Publisher’s Shock and Awe

As I mentioned yesterday, the Pentagon has now gotten a copy of Osama bin Laden kill team member Matt Bissonnette’s book, No Easy Day. They’re reviewing it for classified information.

So today, the publisher announced that it has almost doubled its print run–from 300,000 to 575,000–and moved up publication a week.

In response to a crush of media attention, criticism and consumers clamoring to buy the book, the publisher behind the first-hand account of the Navy SEALs raid that killed Osama bin Laden has decided to move up the release date to next Tuesday.

Dutton, the imprint of Penguin that acquired the book in secret, said that “No Easy Day,” which will appear under the pseudonym Mark Owen, will go on sale Sept. 4, a week ahead of the planned date, Sept. 11.

“The publisher now feels it is important to put ‘No Easy Day’ on sale and let the book speak for itself,” Dutton said in a statement.

[snip]

Christine Ball, a spokeswoman for Dutton, also said on Tuesday that the publisher had increased the planned print run to 575,000 hardcover copies from the original total, 300,000.

And while Dutton claims these moves are simply a response to the media attention, I’m guessing they’re primarily designed to make it harder for DOD to affect publication of the book.
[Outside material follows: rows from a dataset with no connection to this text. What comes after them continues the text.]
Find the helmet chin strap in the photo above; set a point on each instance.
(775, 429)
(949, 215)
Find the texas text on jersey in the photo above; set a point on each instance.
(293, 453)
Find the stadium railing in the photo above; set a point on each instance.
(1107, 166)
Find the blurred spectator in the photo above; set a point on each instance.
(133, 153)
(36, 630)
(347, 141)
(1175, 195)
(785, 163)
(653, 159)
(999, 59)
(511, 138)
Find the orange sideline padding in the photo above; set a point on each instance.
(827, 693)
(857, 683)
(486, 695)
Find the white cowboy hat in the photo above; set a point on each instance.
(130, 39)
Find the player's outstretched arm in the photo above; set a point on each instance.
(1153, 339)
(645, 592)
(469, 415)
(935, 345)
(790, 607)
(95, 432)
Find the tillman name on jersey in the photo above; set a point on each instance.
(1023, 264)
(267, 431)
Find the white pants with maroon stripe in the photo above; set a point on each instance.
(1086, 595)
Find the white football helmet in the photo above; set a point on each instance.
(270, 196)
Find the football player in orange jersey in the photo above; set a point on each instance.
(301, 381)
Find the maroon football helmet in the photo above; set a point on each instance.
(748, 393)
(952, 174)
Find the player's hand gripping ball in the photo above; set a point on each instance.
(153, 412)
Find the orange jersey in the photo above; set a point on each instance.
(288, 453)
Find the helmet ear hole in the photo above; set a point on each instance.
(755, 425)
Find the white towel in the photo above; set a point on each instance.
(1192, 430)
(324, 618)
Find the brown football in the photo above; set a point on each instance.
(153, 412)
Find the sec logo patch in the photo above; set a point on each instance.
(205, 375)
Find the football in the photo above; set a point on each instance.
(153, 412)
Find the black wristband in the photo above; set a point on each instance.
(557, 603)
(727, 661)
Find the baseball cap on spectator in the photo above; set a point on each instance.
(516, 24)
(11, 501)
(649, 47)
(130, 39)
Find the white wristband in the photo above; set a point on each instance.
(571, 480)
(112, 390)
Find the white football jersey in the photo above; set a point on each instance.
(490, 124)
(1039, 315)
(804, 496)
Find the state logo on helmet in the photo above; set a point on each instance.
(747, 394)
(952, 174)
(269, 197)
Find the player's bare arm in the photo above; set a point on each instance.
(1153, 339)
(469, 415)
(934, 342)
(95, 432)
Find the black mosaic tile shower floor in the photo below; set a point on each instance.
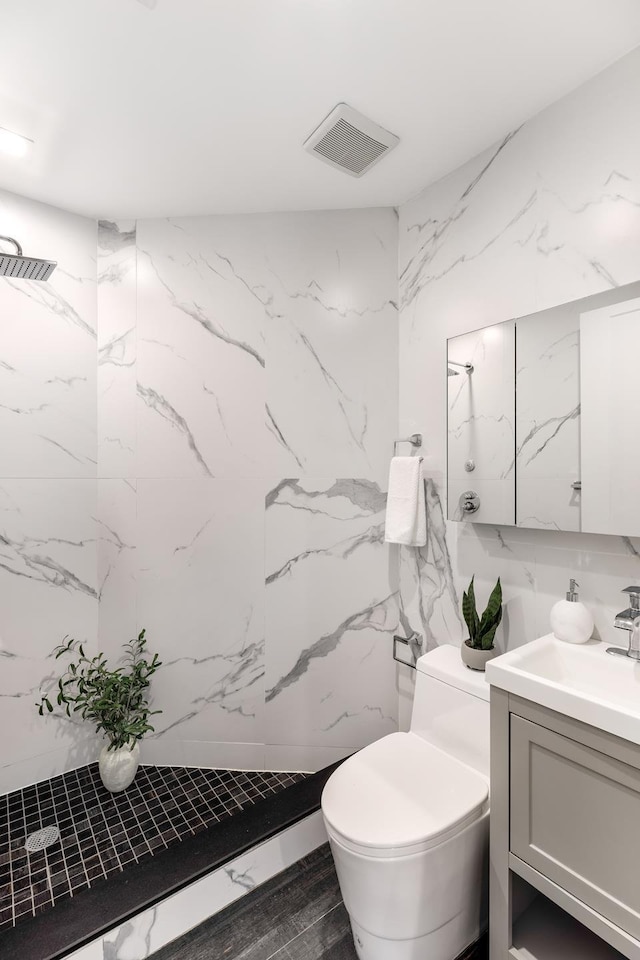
(101, 833)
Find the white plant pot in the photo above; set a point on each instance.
(118, 767)
(476, 659)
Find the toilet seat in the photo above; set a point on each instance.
(400, 796)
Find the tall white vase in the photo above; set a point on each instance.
(118, 767)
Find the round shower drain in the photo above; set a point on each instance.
(42, 839)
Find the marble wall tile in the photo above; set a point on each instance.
(331, 340)
(48, 394)
(117, 559)
(481, 423)
(228, 352)
(117, 262)
(547, 216)
(330, 614)
(201, 353)
(49, 590)
(548, 420)
(200, 573)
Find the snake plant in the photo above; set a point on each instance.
(482, 629)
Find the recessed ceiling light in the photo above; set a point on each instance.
(14, 145)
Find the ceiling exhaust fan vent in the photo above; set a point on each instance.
(349, 141)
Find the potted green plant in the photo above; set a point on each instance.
(115, 700)
(478, 648)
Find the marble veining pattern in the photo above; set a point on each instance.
(231, 361)
(549, 215)
(327, 579)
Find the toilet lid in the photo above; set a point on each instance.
(400, 793)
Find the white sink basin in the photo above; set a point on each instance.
(581, 681)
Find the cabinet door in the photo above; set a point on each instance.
(575, 817)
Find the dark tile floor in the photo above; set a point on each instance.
(298, 915)
(102, 833)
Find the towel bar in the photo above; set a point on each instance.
(415, 440)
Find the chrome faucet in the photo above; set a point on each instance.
(629, 619)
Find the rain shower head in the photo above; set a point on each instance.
(20, 267)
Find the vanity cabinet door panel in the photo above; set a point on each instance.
(575, 817)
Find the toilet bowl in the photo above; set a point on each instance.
(408, 822)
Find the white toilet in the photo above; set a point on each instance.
(408, 822)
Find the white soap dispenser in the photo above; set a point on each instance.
(570, 619)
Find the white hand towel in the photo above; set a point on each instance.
(406, 509)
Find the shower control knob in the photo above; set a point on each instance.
(470, 502)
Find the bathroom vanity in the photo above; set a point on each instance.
(565, 804)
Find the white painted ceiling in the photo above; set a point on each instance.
(143, 108)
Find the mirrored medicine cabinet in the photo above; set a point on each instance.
(543, 418)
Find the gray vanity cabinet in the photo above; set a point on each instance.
(565, 833)
(575, 817)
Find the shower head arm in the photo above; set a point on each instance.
(15, 243)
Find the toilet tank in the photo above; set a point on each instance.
(451, 707)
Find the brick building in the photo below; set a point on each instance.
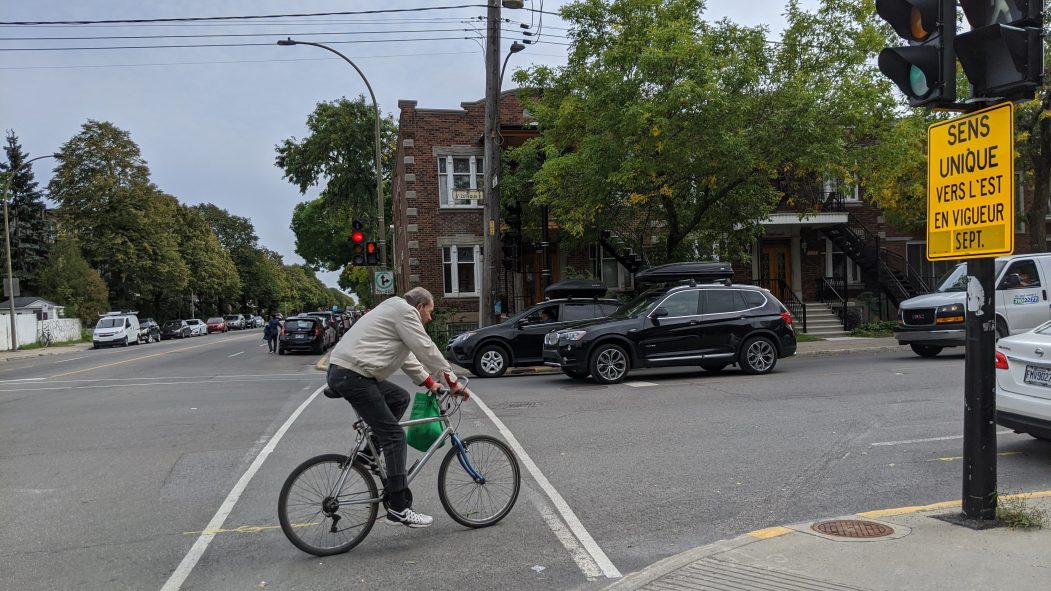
(844, 257)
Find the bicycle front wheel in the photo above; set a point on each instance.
(479, 504)
(320, 520)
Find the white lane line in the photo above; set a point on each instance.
(74, 359)
(183, 570)
(945, 439)
(571, 518)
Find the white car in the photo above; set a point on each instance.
(198, 327)
(1024, 382)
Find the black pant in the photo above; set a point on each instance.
(380, 405)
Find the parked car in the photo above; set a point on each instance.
(116, 328)
(217, 324)
(934, 321)
(1024, 382)
(706, 325)
(198, 327)
(518, 341)
(176, 329)
(306, 333)
(330, 319)
(234, 322)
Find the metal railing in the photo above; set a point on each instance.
(783, 291)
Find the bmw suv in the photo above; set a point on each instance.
(711, 326)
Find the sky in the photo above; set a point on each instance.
(207, 119)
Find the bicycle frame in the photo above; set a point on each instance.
(447, 433)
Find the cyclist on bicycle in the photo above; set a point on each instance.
(390, 337)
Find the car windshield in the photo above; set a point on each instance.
(638, 305)
(955, 280)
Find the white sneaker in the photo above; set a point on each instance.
(408, 518)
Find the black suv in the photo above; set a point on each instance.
(518, 341)
(706, 325)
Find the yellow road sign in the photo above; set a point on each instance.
(970, 185)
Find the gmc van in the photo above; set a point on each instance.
(116, 328)
(931, 322)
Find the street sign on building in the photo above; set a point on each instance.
(384, 283)
(970, 185)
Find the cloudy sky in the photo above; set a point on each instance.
(207, 118)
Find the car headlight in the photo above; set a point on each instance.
(572, 334)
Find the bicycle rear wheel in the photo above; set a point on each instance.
(479, 504)
(317, 518)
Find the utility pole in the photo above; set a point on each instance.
(491, 222)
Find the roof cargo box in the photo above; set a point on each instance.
(685, 271)
(576, 288)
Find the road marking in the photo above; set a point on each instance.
(571, 518)
(184, 568)
(144, 357)
(945, 439)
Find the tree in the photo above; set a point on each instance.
(68, 280)
(123, 223)
(691, 133)
(339, 153)
(27, 219)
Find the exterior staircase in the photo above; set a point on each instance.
(822, 322)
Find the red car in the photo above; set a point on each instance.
(217, 324)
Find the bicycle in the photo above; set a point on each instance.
(329, 503)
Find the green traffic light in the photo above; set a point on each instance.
(918, 81)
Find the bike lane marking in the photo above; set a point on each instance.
(583, 538)
(186, 566)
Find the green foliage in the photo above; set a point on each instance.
(68, 280)
(874, 329)
(27, 222)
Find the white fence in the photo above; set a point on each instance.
(29, 329)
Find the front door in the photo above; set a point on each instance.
(775, 267)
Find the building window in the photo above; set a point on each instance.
(460, 181)
(460, 265)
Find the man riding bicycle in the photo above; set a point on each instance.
(390, 337)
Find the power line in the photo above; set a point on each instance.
(249, 17)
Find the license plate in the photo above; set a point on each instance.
(1037, 375)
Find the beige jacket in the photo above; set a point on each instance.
(389, 338)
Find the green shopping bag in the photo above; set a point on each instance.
(420, 436)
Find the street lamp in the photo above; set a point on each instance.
(6, 237)
(379, 178)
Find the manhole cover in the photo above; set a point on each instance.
(852, 528)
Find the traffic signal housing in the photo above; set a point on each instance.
(925, 69)
(1003, 53)
(357, 243)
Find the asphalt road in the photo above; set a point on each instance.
(112, 463)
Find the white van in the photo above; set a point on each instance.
(931, 322)
(116, 328)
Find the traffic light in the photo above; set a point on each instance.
(357, 243)
(926, 68)
(1003, 53)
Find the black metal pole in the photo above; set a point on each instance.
(980, 394)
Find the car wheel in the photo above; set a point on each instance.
(610, 364)
(575, 373)
(758, 355)
(491, 362)
(926, 350)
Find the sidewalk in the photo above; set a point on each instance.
(27, 353)
(892, 550)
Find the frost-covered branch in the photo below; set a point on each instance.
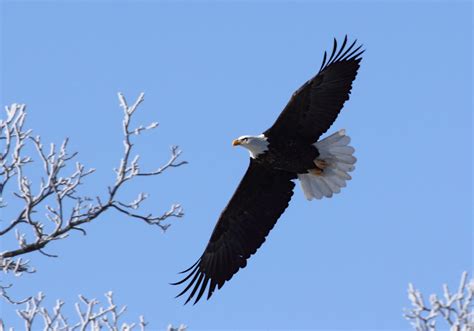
(456, 309)
(56, 194)
(90, 315)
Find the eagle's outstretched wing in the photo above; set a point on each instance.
(261, 197)
(314, 106)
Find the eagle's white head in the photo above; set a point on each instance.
(255, 144)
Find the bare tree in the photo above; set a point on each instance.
(90, 315)
(51, 209)
(456, 309)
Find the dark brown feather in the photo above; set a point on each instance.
(314, 107)
(261, 197)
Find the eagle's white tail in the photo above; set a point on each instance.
(337, 160)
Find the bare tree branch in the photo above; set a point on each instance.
(57, 192)
(456, 309)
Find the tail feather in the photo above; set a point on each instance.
(337, 153)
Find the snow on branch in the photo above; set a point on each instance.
(90, 315)
(65, 209)
(456, 309)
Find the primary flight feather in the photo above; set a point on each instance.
(288, 150)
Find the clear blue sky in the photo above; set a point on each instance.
(213, 71)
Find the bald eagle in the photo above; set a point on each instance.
(289, 150)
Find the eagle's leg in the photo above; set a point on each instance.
(320, 166)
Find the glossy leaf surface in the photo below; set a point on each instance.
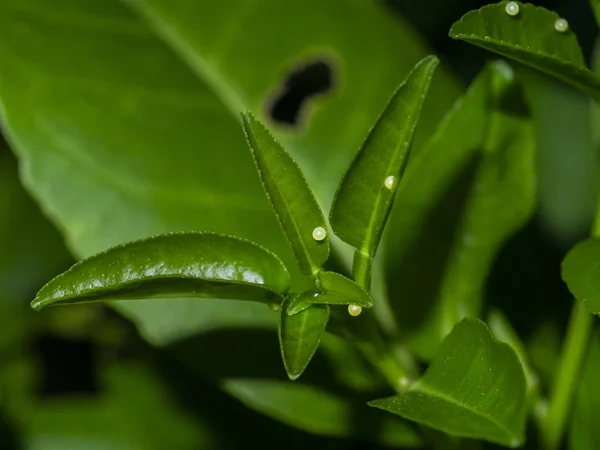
(291, 197)
(529, 38)
(363, 201)
(172, 266)
(300, 336)
(469, 189)
(581, 272)
(332, 289)
(474, 388)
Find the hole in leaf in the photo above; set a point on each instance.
(67, 367)
(312, 79)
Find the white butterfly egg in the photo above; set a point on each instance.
(354, 310)
(561, 25)
(512, 9)
(319, 234)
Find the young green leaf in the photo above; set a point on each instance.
(535, 37)
(332, 289)
(169, 266)
(300, 335)
(293, 201)
(581, 272)
(474, 388)
(365, 195)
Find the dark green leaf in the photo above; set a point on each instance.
(581, 272)
(530, 38)
(161, 149)
(332, 289)
(474, 388)
(319, 411)
(365, 196)
(170, 266)
(463, 195)
(504, 332)
(585, 433)
(294, 203)
(300, 336)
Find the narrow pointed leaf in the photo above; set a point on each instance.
(291, 197)
(581, 272)
(474, 388)
(332, 289)
(172, 266)
(531, 39)
(300, 336)
(363, 201)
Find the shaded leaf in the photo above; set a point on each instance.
(581, 272)
(464, 194)
(529, 38)
(363, 200)
(294, 203)
(300, 336)
(332, 289)
(318, 411)
(474, 388)
(172, 265)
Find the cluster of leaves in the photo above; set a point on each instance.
(472, 179)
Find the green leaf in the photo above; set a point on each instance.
(321, 412)
(581, 272)
(171, 266)
(584, 433)
(300, 336)
(366, 193)
(474, 388)
(529, 38)
(294, 203)
(469, 189)
(332, 289)
(161, 149)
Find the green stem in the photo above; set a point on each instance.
(559, 406)
(361, 270)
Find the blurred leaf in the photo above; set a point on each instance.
(133, 412)
(566, 157)
(172, 265)
(581, 272)
(332, 289)
(320, 412)
(470, 188)
(529, 38)
(300, 336)
(584, 433)
(292, 199)
(365, 195)
(479, 393)
(149, 139)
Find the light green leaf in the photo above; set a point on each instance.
(321, 412)
(581, 272)
(470, 188)
(149, 140)
(294, 203)
(172, 266)
(474, 388)
(300, 336)
(332, 289)
(529, 38)
(366, 193)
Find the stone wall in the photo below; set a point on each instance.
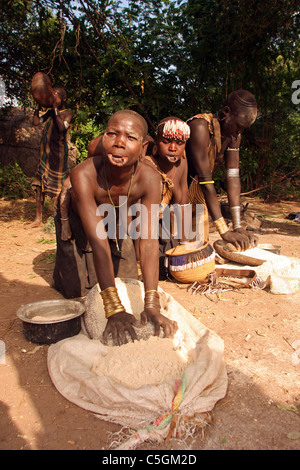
(20, 140)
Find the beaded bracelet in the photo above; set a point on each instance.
(236, 216)
(233, 173)
(221, 225)
(112, 302)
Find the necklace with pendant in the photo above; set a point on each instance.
(120, 205)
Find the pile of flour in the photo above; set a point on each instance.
(144, 362)
(149, 361)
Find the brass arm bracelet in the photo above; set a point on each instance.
(152, 299)
(221, 225)
(236, 216)
(111, 301)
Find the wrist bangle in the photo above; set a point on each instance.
(233, 173)
(152, 299)
(235, 212)
(221, 225)
(111, 301)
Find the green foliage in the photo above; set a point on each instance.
(83, 131)
(14, 184)
(163, 57)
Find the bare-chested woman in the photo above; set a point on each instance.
(214, 138)
(118, 170)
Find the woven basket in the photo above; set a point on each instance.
(187, 264)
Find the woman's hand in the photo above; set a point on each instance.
(118, 325)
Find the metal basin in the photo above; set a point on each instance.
(50, 321)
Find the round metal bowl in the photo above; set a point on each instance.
(50, 321)
(272, 248)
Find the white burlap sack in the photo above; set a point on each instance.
(71, 362)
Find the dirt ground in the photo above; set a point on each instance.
(261, 410)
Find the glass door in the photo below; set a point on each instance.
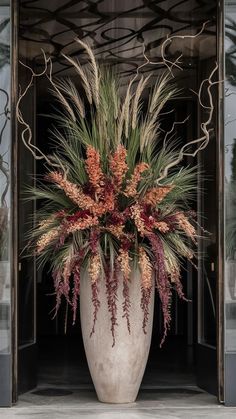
(5, 204)
(230, 202)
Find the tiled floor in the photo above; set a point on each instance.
(65, 390)
(150, 404)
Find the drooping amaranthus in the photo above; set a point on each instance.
(106, 212)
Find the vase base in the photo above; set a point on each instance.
(116, 401)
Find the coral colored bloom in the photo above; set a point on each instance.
(94, 268)
(118, 166)
(136, 214)
(162, 226)
(47, 238)
(93, 169)
(81, 224)
(124, 261)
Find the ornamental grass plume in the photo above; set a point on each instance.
(104, 210)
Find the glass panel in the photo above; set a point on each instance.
(230, 176)
(5, 192)
(207, 218)
(27, 273)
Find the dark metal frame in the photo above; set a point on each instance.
(220, 183)
(14, 200)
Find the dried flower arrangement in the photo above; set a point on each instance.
(115, 198)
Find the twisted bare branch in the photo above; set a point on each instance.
(202, 141)
(26, 134)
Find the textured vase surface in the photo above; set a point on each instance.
(116, 371)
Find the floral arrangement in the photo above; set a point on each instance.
(108, 206)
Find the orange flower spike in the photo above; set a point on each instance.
(119, 166)
(186, 226)
(82, 224)
(145, 268)
(94, 268)
(162, 226)
(93, 168)
(131, 188)
(124, 261)
(155, 195)
(136, 215)
(73, 191)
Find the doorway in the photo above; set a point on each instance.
(192, 342)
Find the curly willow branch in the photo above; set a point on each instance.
(202, 141)
(26, 134)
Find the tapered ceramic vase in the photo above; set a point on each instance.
(116, 371)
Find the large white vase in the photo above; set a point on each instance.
(116, 371)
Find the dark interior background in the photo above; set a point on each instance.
(117, 30)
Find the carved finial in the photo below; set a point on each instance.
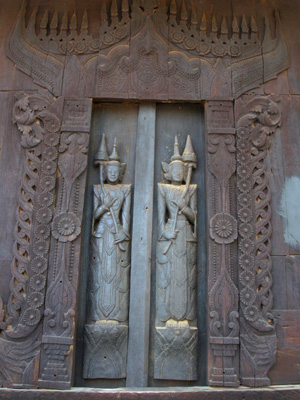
(245, 28)
(32, 21)
(254, 27)
(189, 155)
(54, 21)
(73, 22)
(183, 15)
(194, 19)
(114, 155)
(64, 22)
(103, 12)
(203, 23)
(101, 154)
(235, 25)
(214, 26)
(45, 20)
(125, 8)
(85, 22)
(176, 156)
(268, 36)
(173, 7)
(224, 28)
(114, 9)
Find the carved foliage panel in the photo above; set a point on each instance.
(258, 118)
(222, 290)
(58, 327)
(156, 50)
(38, 118)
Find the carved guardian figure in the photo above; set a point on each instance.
(176, 332)
(106, 331)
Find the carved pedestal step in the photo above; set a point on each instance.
(224, 349)
(105, 350)
(175, 355)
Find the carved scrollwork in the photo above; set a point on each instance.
(223, 228)
(36, 117)
(260, 119)
(149, 47)
(222, 289)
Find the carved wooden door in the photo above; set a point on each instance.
(151, 332)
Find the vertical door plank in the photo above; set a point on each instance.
(139, 317)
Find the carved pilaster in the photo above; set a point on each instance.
(38, 118)
(58, 328)
(258, 118)
(222, 291)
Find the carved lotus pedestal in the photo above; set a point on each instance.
(175, 351)
(105, 350)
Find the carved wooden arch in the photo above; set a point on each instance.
(159, 56)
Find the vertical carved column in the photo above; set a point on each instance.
(258, 119)
(58, 328)
(38, 118)
(222, 291)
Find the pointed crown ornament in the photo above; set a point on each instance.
(188, 158)
(102, 155)
(114, 155)
(103, 159)
(176, 156)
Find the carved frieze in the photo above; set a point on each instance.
(258, 119)
(222, 287)
(150, 50)
(176, 265)
(106, 329)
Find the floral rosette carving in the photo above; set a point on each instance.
(223, 228)
(66, 227)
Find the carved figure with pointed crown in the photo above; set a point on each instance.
(176, 325)
(177, 238)
(106, 331)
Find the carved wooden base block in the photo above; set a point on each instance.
(175, 351)
(105, 352)
(224, 349)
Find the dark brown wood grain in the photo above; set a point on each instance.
(56, 58)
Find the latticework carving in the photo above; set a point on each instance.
(34, 212)
(258, 344)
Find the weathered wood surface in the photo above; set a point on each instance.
(142, 231)
(274, 393)
(78, 76)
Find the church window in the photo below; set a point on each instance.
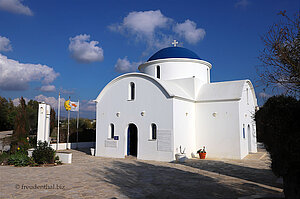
(158, 72)
(153, 131)
(111, 131)
(131, 93)
(244, 136)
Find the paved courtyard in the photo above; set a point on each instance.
(95, 177)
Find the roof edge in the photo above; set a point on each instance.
(164, 89)
(174, 60)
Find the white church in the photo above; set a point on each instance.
(171, 104)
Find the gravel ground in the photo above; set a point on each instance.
(98, 177)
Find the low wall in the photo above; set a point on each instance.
(74, 145)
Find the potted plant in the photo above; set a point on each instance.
(202, 153)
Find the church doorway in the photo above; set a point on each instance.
(132, 140)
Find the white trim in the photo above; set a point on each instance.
(157, 61)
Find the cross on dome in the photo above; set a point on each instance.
(175, 43)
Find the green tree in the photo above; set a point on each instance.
(278, 126)
(281, 54)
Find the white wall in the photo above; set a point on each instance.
(43, 131)
(219, 133)
(149, 99)
(72, 145)
(184, 126)
(247, 111)
(178, 69)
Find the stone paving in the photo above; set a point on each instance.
(96, 177)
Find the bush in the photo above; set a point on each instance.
(18, 159)
(278, 126)
(43, 154)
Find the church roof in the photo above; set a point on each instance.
(174, 52)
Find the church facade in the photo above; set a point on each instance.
(171, 104)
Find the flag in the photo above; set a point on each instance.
(74, 106)
(67, 105)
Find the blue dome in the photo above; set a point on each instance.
(174, 52)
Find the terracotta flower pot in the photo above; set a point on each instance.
(202, 155)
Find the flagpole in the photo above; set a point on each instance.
(77, 125)
(57, 138)
(68, 127)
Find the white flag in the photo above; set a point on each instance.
(74, 106)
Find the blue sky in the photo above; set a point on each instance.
(76, 47)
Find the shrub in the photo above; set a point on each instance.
(278, 125)
(18, 159)
(43, 154)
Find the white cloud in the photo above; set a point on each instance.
(64, 91)
(143, 23)
(52, 101)
(48, 88)
(124, 65)
(145, 26)
(16, 76)
(241, 4)
(89, 106)
(85, 51)
(156, 30)
(15, 6)
(5, 44)
(189, 31)
(264, 95)
(16, 101)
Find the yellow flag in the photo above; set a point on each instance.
(67, 105)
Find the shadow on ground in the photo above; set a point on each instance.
(143, 180)
(262, 176)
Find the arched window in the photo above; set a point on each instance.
(158, 72)
(131, 93)
(153, 131)
(111, 130)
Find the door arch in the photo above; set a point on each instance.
(132, 140)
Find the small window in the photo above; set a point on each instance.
(247, 96)
(131, 93)
(111, 131)
(153, 131)
(158, 72)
Remember what happened to Anthony Shaffer when the Defense Intelligence Agency found sensitive information in his Operation Dark Heart after it had already been printed.

Defense Department officials are negotiating to buy and destroy all 10,000 copies of the first printing of an Afghan war memoir they say contains intelligence secrets, according to two people familiar with the dispute.

[snip]

Release of the book “could reasonably be expected to cause serious damage to national security,” Lt. Gen. Ronald L. Burgess Jr., the D.I.A. director, wrote in an Aug. 6 memorandum. He said reviewers at the Central Intelligence Agency, National Security Agency and United States Special Operations Command had all found classified information in the manuscript.

In that case, DOD paid $47,300 to take 200 passages out of fewer than 10,000 copies.

The upshot was that the Pentagon paid $47,300 in taxpayer money for the 9,500 books that constituted almost the entire first print run of the book and had the volumes destroyed Sept. 20, while the publisher, Thomas Dunne Books, an imprint of St. Martin’s Press, issued a second edition Sept. 24 with roughly 200 words or passages blacked out.

To do the equivalent now–particularly with the doubled print run–would be quite a bit more expensive. And DOD now has just a week to decide what, if anything, they’re going to do about someone completely bypassing their censorship system.